La place Kerkeri est toujours à l’abandon. Les riverains sont à bout. L’espace, qui devait être un lieu de détente pour les habitants du centre-ville de Constantine, est devenu une source de problèmes pour les résidents.

En totale dégradation, la place Kerkeri s’est transformée en un nid de dépravations en tous genres.

En l’absence de gestion et de maintenance, l’espace est transformé en un abri pour la délinquance et la débauche. La place, qui se trouve pourtant à proximité du 15e arrondissement de la sûreté urbaine de Constantine, s’impose comme un point de rendez-vous pour les joueurs de cartes et les buveurs nocturnes.

En attendant l’exécution de la réhabilitation décidée en avril 2018 par la commission de gestion de la ville de Constantine et d’El Khroub, lors du conseil de la wilaya présidé par le wali Abdessamie Saïdoun, les habitants font face à une situation intenable. En plus de la dégradation flagrante des structures, le pavé de la rue a été complètement détruit par les travaux qui ont été effectués lors de l’installation des caméras de sécurité. Une fois les travaux finis, la rue a été laissée à l’abandon.
Le premier projet de réhabilitation, qui a été achevé en 2008, a été réfléchi sans recueillir l’avis des habitants. Il a coûté à l’Etat 29 milliards de centimes et n’a eu aucun effet bénéfique.

L’Association des habitants des immeubles situés à l’avenue Zaâbane craint que ce nouveau projet ne répète les erreurs passées: structures mal réfléchies et non exploitées, absence de suivi, abandon des lieux… «Pour que les erreurs ne se reproduisent plus, nous demandons à être consultés. Au lieu de démolir et dépenser des milliards, nous pouvons soumettre des idées pour une réhabilitation efficace et réfléchie sans une nouvelle dépense qui coûterait de nouveaux milliards à l’État», s’est confié Khaled Bellot, président de l’association. Mais, malgré les nombreuses lettres de réclamation et demandes d’audience (3 lettres en 2016 et 3 autres en 2018) adressées au chef de daïra et au P/APC de Constantine, le silence persiste. En 2016, désespérée, l’association a été jusqu’à prétexter une demande de local pour investir le théâtre de Verdure, afin de nettoyer les lieux et surveiller la bâtisse.

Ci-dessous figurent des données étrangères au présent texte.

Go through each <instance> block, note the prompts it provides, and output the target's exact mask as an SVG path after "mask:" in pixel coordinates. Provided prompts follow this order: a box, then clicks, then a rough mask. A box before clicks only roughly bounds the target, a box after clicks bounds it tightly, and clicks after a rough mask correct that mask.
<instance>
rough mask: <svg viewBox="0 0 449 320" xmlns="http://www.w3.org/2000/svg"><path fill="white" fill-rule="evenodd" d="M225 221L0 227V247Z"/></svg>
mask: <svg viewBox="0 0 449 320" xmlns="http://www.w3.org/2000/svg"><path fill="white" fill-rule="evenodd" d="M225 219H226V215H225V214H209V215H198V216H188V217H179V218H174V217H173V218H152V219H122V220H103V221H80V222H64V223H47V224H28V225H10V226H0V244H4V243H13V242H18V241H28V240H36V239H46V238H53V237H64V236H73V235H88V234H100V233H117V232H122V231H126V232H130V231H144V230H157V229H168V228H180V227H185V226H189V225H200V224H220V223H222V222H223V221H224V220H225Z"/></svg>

A cette demande, l’ex-P/APC s’est contenté de dégager sa responsabilité en expliquant que le théâtre est sous la gestion d’une société. Notons que le nom de la société n’a pas été communiqué. Le président de l’association a insisté sur la valeur historique et urbaine de cet espace : «L’aménagement d’un espace qui se trouve au cœur de Constantine, carrefour entre la ville antique et la ville moderne, doit être mûrement réfléchi. Un important concours d’idées devrait être organisé, auquel les urbanistes, les architectes et les paysagistes devraient prendre part.»